Die Bewegung des Rotors im Stator wird durch die Magnetfelder verursacht, die durch die elektrische Energie erzeugt werden, die in den im Stator befindlichen Wicklungen (vereinfacht gesagt: Spulen) fließt. Wie Magnete, die sich aufgrund der Polarität anziehen und drücken, „drückt“ oder „zieht“ in einem Elektromotor das von den Wicklungen erzeugte Magnetfeld den Rotor und bringt ihn zum Drehen. Beim asynchronen Elektromotor, auch Induktionsmotor genannt, ist die Winkelgeschwindigkeit des Magnetfeldes des Stators höher als die des Rotors. Beim Synchronmotor entspricht die Drehzahl der elektrischen Frequenz und im Rotor befinden sich fast immer Permanentmagnete, die das Magnetfeld erzeugen.

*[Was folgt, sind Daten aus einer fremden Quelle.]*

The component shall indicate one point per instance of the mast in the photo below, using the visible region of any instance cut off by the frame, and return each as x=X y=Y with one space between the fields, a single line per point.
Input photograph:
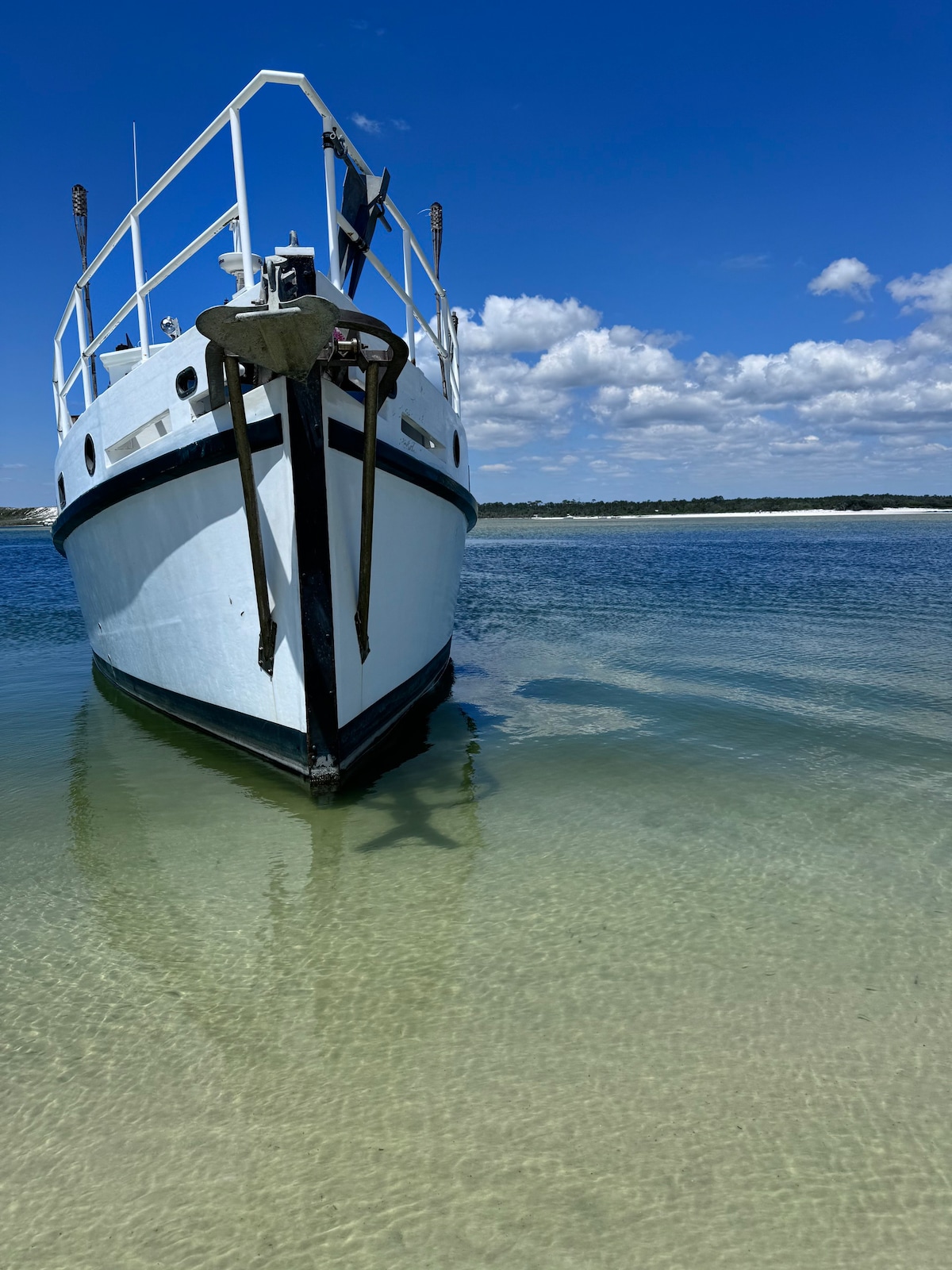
x=437 y=234
x=80 y=221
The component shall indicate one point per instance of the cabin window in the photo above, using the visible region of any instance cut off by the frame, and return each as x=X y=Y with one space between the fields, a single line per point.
x=419 y=435
x=144 y=436
x=186 y=383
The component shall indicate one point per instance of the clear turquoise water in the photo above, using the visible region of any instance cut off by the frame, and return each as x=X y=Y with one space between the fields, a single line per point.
x=645 y=962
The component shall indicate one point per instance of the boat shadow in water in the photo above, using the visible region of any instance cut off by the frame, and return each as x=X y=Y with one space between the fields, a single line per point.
x=259 y=914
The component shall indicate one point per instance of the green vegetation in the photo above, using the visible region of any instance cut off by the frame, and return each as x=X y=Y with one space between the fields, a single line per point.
x=716 y=503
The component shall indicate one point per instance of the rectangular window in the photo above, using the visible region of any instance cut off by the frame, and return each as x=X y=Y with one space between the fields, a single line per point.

ELEKTROMOTOR: SYNCHRON VS ASYNCHRON

Wie bereits erwähnt, haben beide Motortypen Vor- und Nachteile. Der Asynchronmotor ist einfacher und billiger zu bauen, hat jedoch einen geringeren Wirkungsgrad und eine weniger präzise Lieferung als der Synchronmotor. Auf der anderen Seite erreicht der Synchronmotor einen Wirkungsgrad von sogar über 90 % und ist sehr präzise in seiner Leistung, aber er kostet mehr und ist aufgrund der Elektronik, die das Magnetfeld verwalten muss, komplexer. Die Wahl des einen Motortyps gegenüber dem anderen ist daher keineswegs offensichtlich, und die Vielfalt der Motoren in den Listen der großen Automarken beweist dies. Vielleicht wird eines Tages eine der beiden Technologien die andere ersetzen, oder es wird eine dritte erfunden, die beide ersetzen wird, aber in der Zwischenzeit ist ein Asynchronmotor nicht unbedingt weniger gültig als ein Synchronmotor. Im Gegenteil: Laut Hersteller ist es der beste Motor für die jeweilige Anwendung.



#EAutoMotor #Besser #synchron #oder #asynchron #Merkmale #und #Unterschiede

Hinterlasse einen Kommentar

Deine E-Mail-Adresse wird nicht veröffentlicht.